Прошлое моей семьи связано с местами, где сейчас находится Рыбинское водохранилище. Меня тянуло поехать в эти места, найти людей, которые расскажут о затоплении. Было недостаточно статей из книг, нужны были живые свидетели — те, кто хранил рассказы своих родственников. Нужны были фотографии, документы, письма, доказательства. Трудно оставаться равнодушным и безучастным теперь, как нельзя изменить то, что произошло. Долгое время над темой Мологи висел запрет, люди боялись делиться информацией. Даже когда это стало возможно, многие продолжали молчать. Скоро не останется никого, кто способен хоть что-то рассказать о тех событиях.

© Дарья Назарова

Антонина Павловна Шеломова и Павел Николаевич Горячев

Антонина Павловна Шеломова, Павел Николаевич Горячев: Через деревню Большая Режа проходил Екатерининский тракт, дорога на Петербург. Всего в деревне было 152 дома. После нашей деревни находилась деревня Рыльбово, а следующим населенным пунктом был уже город Молога. Жители Рыльбово добывали железную руду, сами плавили железо, сами производили грабли, косули, топоры и другие инструменты для хозяйства. В конце 1936 года было объявлено о затоплении города Мологи и всех наших деревень. Между рекой Мологой и Волгой текло несколько мелких речек, реки Латка, Чагра. Весной луга заливало.

К нам прислали комиссию, заранее предупредили всех, стали оценивать дома. Помню, как к нам пришли, сказали, что дом отвечает всем требованиям и его можно разобрать и перевезти. И добавили: «Если дом вам не нужен, то вы можете его оставить и получить ссуду, поехать, куда хотите». Ссуды, правда, были небольшие.

Когда точно стало известно, что затапливают Мологу, и люди начали ходить по домам, были назначены уполномоченные по ликвидации по каждому сельсовету, у нас таким человеком был назначен Семов, имени не помню. Семов жил у нас в доме. Сколько было слез, сколько было горя, невозможно было покидать родные места, наверное, и уполномоченным было нелегко. Мама спросила как-то у Семова: «Что же ты, батюшка, всю ночь охаешь, не спишь, да все бога вспоминаешь во сне, а ведь ты партийный». Семов ничего не ответил маме.

Следом за комиссией, ходившей по домам, приехали люди, которые, как тогда говорили, шли церковь «зорить», что значило разорять. Всех семиклассников привлекали для помощи в церкви.

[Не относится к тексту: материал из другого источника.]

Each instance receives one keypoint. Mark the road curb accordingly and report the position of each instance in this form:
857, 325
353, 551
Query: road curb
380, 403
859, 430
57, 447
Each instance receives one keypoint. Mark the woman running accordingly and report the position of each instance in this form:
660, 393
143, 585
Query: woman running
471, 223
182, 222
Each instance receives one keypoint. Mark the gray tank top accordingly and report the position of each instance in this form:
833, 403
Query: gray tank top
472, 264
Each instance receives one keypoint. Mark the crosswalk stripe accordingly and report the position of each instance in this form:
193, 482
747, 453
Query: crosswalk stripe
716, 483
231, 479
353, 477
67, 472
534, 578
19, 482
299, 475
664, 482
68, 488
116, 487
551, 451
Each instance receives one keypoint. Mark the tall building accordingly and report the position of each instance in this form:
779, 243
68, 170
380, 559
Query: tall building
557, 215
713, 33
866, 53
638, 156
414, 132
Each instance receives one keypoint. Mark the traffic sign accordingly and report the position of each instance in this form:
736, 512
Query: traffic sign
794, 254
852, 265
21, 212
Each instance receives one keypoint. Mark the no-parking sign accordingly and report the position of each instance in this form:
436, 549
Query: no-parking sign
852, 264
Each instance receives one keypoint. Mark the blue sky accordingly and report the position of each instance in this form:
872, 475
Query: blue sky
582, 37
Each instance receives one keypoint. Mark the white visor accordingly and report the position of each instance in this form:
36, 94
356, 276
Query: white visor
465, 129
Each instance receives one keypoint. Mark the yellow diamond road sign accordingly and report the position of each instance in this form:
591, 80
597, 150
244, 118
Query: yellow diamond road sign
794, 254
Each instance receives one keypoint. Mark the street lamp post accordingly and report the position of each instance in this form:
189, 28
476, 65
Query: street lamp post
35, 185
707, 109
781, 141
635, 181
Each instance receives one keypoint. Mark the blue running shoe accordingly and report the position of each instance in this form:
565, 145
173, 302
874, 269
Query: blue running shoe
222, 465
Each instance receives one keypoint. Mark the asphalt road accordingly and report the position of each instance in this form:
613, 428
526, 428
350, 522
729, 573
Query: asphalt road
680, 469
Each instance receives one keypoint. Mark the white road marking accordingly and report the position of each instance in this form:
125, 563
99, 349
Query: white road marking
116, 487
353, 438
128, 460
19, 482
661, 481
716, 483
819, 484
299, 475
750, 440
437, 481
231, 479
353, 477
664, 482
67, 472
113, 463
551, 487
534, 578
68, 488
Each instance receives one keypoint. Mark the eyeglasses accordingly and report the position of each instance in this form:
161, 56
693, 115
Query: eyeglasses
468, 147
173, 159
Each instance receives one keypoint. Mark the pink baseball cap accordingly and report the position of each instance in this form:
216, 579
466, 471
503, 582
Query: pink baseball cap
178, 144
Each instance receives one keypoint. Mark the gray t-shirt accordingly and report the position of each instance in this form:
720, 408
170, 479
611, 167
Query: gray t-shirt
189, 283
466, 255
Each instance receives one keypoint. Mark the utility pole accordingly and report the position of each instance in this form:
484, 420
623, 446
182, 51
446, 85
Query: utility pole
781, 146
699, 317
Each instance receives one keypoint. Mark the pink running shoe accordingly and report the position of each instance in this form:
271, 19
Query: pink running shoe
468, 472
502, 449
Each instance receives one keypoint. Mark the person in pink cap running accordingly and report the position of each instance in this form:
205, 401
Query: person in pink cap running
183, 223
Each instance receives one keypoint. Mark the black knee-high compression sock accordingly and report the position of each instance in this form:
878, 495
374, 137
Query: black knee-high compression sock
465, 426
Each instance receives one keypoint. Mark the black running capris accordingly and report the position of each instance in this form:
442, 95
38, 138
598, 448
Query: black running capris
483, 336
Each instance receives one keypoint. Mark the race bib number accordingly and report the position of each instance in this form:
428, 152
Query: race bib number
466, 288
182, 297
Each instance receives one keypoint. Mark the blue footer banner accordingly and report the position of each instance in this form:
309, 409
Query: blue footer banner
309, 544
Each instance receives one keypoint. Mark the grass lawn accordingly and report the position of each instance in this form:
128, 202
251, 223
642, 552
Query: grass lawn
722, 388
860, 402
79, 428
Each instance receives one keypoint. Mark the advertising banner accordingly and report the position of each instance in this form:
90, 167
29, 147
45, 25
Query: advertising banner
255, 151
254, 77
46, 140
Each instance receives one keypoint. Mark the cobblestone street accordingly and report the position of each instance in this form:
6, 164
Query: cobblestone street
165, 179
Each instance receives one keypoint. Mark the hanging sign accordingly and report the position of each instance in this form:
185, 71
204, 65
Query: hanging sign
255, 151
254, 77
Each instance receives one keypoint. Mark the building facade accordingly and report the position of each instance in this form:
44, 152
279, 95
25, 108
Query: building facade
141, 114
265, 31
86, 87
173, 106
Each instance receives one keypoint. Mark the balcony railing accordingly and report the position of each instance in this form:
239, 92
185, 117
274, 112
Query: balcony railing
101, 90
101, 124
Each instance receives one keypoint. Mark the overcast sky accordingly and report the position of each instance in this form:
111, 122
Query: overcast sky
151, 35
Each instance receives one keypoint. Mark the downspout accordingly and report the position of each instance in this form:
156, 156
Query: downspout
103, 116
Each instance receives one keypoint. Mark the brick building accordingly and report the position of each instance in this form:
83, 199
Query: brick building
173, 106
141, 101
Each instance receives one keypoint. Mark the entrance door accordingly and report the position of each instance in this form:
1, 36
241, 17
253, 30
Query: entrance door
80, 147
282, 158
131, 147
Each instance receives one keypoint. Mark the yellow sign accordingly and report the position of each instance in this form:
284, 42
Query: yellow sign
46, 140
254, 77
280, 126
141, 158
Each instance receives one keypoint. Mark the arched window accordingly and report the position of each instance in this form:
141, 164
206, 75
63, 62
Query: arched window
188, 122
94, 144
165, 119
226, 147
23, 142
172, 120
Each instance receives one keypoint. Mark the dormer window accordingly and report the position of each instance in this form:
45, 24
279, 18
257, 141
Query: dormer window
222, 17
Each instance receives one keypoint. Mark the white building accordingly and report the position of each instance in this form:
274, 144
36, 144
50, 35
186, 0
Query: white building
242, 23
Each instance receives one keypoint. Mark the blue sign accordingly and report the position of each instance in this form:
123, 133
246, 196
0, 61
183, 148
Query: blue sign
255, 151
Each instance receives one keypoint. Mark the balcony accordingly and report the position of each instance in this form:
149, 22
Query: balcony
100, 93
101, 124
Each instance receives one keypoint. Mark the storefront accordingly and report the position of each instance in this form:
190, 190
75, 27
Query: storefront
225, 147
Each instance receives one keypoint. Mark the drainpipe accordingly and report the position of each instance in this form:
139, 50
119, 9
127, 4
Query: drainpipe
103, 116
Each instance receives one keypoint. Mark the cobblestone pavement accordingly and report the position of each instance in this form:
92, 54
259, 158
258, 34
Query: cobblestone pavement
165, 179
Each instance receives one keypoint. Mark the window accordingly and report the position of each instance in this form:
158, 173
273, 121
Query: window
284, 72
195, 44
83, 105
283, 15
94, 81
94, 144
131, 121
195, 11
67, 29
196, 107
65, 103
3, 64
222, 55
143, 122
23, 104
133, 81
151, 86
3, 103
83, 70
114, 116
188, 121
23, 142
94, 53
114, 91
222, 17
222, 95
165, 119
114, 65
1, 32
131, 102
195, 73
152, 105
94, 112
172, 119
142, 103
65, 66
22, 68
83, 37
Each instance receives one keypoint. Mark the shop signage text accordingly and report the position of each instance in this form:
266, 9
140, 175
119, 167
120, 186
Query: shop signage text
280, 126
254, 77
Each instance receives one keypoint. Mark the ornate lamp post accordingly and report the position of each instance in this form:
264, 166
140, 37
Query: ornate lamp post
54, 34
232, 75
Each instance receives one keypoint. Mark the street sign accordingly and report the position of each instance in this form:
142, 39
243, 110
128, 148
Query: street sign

Мне было 11 лет, и мы шли за старшими детьми, тогда не понимали, что происходило. Старшеклассников организованным порядком приводили в церковь, все это я видела своими глазами. Двери у церкви раскрыты, окна раскрыты, в середине церкви три громадных чана, в них белая вода. Мужчины все снимали со стен и с лестницы, потрошили и все скидывали в эти чаны. Вокруг валялись книги, бумаги с картинками, свечи и восковые цветы, а мы в это время ставили ящики у окна и все эти книжки, цветы и все, что валялось, забирали без разбора и уносили домой. Прятали их дома, чтобы потом менять по интересам.

© Дарья Назарова

Церковь в Веретее. Скорее всего, при ее строительстве использовали бревна Янского леса, который был вырублен под затопление

В основном все ехали в сторону Веретеи, люди переселялись поближе к своей родине. Вокруг старинного села Некоуз было очень много земель неосвоенных. После революции были созданы там колхозы, но не хватало населения, поэтому для желающих переехать в эти места колхоз предоставлял транспорт, лошадей. Дома разбирать мы должны были сами. Говорили, что где-то, в одном колхозе, столько-то могут принять семей, и землю сразу же давали, много, по 50 соток. Собирать дом на новом месте тоже должны были своими собственными силами. На время, пока перевозили дом, мы все перебирались в те дома, которые заброшенными оставались, в дома людей, которые уезжали и получали ссуды.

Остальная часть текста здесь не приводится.